It was a long night.
— Glen Summers, a partner in the law firm Bartlit Beck Herman Palenchar & Scott, clerked for Justice Scalia during the Court’s 1996–97 term.
Jeffrey S. Sutton
Justice Scalia administered the oath of office to me when I became a federal judge. At the luncheon before the ceremony, he charmed everyone, first by needling me, then by poking fun at himself. At one point, after acknowledging he was an only child, he said, “There’s a reason why I am the way I am.”
At the ceremony, he offered an insight into why he was the way he was as a judge. He did not talk about textualism or originalism. He instead devoted his remarks to the words of the oath and the history behind them: that judges, among other commands, must commit to “administer justice without respect to persons” and perform their duties “impartially.”
I can’t say I appreciated the full import of what he was saying at the time. Only after a few years on the bench would the point emerge. What makes adherence to the oath challenging is not the near-term task of dispensing equal justice to the people in front of you. Rather, it’s standing by that rule of decision down the road. It’s one thing to say that justice is blind; it’s quite another to prove it in the next case — when the judge does not know who the next parties will be or what their cause will concern.
Justice Scalia was not the kind of person to take his own oath lightly. And he set a high bar for the rest of us in identifying principled grounds for deciding seen and unseen future cases alike.
— Jeffrey S. Sutton clerked for Justice Antonin Scalia and is a judge on the United States Court of Appeals for the Sixth Circuit.
I first met Justice Scalia when I arrived at the Court in October 1991. I had known him only by what I had read by and about him.
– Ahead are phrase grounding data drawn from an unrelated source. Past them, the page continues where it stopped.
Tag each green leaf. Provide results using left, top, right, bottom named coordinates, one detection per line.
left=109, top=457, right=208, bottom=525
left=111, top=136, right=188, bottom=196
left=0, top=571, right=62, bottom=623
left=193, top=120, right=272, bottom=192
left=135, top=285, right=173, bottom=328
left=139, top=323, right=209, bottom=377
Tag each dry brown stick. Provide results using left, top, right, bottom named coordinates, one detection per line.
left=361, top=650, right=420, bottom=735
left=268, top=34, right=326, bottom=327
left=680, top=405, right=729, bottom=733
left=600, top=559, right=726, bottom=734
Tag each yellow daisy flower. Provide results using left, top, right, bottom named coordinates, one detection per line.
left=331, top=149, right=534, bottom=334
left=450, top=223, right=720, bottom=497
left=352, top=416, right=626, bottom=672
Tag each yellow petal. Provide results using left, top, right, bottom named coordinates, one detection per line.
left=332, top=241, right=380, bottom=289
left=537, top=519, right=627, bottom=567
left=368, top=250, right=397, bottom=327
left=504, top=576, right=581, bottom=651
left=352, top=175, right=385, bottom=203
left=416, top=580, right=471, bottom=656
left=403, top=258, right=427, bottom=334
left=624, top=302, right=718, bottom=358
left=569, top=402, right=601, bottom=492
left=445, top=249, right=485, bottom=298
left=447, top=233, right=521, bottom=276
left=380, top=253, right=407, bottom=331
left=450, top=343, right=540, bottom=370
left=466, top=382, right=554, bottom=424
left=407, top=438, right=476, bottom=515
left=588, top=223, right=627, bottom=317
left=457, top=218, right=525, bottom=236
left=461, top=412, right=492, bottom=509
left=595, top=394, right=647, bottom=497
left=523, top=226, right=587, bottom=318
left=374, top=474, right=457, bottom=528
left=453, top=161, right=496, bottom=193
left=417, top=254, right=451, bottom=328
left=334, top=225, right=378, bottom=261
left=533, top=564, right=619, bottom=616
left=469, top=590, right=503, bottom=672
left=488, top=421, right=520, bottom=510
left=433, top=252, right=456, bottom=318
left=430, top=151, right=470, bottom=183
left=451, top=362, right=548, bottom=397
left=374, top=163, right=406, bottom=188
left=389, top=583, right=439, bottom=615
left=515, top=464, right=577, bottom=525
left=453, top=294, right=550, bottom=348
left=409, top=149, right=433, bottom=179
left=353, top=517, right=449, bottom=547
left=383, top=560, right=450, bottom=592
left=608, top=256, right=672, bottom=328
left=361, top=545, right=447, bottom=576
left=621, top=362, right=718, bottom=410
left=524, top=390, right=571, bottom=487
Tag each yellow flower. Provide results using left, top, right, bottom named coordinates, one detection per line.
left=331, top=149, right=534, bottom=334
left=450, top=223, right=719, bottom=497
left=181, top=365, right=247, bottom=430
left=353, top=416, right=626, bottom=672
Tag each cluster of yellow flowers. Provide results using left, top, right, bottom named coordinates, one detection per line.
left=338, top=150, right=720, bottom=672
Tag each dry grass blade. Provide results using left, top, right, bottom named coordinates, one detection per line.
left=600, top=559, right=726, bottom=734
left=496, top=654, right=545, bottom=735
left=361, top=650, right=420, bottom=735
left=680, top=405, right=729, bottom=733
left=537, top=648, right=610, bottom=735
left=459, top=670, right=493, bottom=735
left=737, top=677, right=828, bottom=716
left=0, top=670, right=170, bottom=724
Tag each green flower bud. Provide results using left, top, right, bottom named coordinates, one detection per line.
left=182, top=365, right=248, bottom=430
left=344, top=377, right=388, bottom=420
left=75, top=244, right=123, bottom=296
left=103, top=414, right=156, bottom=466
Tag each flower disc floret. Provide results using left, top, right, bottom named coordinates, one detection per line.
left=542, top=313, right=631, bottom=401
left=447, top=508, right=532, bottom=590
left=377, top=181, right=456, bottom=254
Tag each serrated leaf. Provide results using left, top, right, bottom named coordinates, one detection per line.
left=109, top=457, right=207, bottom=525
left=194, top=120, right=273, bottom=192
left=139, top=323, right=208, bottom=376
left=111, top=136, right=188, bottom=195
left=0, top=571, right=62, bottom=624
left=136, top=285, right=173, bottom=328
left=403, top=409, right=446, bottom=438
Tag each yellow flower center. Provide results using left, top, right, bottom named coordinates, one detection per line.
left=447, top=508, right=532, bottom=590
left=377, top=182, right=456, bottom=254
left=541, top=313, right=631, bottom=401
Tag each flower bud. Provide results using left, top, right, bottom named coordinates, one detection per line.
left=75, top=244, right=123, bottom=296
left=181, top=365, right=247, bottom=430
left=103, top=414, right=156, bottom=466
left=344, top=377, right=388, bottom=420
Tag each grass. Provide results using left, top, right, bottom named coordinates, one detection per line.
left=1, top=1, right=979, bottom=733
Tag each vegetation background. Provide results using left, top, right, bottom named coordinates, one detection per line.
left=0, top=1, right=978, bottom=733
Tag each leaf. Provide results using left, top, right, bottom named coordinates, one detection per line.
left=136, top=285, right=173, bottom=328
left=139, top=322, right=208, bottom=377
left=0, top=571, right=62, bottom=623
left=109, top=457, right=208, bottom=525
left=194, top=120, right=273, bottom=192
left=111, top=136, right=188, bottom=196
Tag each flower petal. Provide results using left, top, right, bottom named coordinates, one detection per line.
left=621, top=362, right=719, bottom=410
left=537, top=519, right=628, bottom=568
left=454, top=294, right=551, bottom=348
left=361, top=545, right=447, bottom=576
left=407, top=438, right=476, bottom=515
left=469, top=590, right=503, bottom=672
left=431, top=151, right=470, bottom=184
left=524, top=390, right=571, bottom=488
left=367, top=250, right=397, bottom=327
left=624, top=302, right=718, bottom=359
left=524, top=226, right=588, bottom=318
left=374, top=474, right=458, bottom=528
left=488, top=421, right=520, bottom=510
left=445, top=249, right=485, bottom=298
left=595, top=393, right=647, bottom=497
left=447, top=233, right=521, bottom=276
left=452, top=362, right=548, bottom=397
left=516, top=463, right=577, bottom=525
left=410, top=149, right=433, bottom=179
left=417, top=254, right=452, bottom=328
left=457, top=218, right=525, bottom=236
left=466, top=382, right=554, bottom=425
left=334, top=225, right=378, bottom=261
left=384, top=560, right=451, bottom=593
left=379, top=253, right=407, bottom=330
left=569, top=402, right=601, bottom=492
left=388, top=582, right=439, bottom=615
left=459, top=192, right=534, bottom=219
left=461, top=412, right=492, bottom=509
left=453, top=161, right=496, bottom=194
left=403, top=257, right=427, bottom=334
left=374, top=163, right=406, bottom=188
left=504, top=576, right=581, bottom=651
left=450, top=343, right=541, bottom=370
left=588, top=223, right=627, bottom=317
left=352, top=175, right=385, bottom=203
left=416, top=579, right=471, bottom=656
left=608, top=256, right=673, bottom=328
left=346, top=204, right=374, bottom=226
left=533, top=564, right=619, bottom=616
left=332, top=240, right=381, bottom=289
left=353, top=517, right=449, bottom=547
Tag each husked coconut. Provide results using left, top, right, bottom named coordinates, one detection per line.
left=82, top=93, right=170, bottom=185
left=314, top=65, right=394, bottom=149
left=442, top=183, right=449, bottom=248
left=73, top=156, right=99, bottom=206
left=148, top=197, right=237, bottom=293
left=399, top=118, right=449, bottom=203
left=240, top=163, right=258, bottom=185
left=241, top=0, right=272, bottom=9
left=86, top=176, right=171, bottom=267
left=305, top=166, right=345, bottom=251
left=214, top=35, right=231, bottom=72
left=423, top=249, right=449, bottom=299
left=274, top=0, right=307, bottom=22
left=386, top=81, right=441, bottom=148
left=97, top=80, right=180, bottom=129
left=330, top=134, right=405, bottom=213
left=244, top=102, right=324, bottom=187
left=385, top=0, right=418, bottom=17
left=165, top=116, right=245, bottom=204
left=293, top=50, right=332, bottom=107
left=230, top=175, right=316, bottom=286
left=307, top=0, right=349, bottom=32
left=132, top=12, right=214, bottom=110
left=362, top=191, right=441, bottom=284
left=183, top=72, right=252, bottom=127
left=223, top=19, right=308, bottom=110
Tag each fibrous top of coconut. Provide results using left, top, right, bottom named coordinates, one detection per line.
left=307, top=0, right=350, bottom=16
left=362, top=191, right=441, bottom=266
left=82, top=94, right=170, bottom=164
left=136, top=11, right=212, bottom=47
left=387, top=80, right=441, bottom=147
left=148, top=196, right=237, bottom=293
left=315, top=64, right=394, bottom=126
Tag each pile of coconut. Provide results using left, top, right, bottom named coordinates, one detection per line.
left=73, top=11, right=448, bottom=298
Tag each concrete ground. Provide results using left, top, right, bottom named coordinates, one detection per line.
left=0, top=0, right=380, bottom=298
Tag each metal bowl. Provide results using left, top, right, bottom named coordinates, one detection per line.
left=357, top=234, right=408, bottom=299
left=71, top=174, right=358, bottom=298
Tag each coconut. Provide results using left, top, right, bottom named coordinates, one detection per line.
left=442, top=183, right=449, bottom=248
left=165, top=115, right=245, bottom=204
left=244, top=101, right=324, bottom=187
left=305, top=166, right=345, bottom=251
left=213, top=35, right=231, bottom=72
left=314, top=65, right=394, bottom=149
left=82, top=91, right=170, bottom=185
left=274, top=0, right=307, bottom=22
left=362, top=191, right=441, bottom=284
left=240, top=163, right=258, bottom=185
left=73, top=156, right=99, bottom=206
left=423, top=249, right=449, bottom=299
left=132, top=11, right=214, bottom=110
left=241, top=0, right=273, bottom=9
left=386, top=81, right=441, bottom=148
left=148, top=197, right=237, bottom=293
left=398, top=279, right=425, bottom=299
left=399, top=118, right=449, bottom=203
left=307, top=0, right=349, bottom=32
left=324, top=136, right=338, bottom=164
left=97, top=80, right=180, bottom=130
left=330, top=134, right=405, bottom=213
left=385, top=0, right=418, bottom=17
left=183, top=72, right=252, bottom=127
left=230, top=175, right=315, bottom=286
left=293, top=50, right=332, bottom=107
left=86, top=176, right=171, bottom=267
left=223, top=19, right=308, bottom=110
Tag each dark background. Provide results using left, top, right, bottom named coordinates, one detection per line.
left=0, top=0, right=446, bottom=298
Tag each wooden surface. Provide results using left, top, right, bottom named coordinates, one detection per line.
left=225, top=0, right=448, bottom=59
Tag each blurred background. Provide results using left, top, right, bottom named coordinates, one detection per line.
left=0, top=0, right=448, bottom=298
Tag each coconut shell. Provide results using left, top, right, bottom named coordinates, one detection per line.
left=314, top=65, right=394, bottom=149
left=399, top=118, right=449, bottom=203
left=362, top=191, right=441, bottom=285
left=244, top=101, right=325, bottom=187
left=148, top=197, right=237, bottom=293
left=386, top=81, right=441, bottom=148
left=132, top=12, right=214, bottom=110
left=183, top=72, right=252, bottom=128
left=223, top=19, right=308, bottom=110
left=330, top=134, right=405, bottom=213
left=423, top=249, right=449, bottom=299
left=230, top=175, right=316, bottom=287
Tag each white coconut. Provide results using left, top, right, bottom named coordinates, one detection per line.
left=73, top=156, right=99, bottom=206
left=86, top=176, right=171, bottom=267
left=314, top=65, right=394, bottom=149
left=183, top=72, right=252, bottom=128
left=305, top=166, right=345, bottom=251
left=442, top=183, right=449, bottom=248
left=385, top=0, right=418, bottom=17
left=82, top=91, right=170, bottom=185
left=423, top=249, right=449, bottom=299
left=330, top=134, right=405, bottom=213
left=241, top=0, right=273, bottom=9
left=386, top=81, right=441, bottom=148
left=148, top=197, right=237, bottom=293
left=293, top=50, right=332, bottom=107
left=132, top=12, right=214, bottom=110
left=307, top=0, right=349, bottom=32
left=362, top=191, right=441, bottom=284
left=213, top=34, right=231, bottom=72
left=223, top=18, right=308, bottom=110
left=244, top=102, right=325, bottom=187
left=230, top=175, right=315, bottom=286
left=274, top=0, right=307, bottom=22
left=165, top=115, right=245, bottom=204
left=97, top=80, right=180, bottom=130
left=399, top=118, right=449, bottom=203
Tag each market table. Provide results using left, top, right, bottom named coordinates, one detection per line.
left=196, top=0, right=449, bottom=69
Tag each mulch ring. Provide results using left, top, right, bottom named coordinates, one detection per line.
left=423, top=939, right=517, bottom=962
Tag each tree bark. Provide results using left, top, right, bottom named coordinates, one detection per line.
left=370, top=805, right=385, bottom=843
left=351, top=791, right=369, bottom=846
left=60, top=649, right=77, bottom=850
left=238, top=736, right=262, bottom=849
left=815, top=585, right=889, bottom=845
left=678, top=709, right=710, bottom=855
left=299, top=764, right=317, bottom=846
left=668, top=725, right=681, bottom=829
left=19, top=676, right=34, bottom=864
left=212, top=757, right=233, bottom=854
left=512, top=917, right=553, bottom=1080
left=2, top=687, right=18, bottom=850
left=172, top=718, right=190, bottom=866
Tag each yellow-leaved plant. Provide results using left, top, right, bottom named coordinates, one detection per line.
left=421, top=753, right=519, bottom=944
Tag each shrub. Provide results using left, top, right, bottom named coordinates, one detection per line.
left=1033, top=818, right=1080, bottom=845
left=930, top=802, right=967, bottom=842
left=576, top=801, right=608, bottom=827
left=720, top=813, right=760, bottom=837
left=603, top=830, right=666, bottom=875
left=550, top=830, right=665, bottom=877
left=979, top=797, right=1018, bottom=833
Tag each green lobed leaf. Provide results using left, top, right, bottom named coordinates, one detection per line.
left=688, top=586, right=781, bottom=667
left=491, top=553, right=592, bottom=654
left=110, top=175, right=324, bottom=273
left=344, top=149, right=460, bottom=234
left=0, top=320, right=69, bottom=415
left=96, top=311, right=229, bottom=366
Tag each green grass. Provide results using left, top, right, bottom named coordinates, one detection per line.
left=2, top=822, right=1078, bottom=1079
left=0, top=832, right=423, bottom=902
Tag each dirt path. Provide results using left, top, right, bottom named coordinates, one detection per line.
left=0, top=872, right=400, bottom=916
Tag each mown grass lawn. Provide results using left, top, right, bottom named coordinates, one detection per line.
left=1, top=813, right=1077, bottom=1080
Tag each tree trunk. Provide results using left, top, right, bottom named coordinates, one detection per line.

The seeds of my deep affection for him were planted in those early days when he joined my separate writings and thus ensured that I was not alone in receiving the criticism that was sure to come. Over the nearly quarter of a century that we were colleagues, we grew to trust and love each other.
He cared deeply about the oath that he had taken and what it required of him.
He cared deeply about the oath that he had taken and what it required of him. Whether it was wrestling with difficult legal principles or syntactical nuances, he gave it his all. This applied to both his work and that of his colleagues. Even when we were on opposite sides of cases, he would offer suggestions that he thought would improve an opinion with which he disagreed.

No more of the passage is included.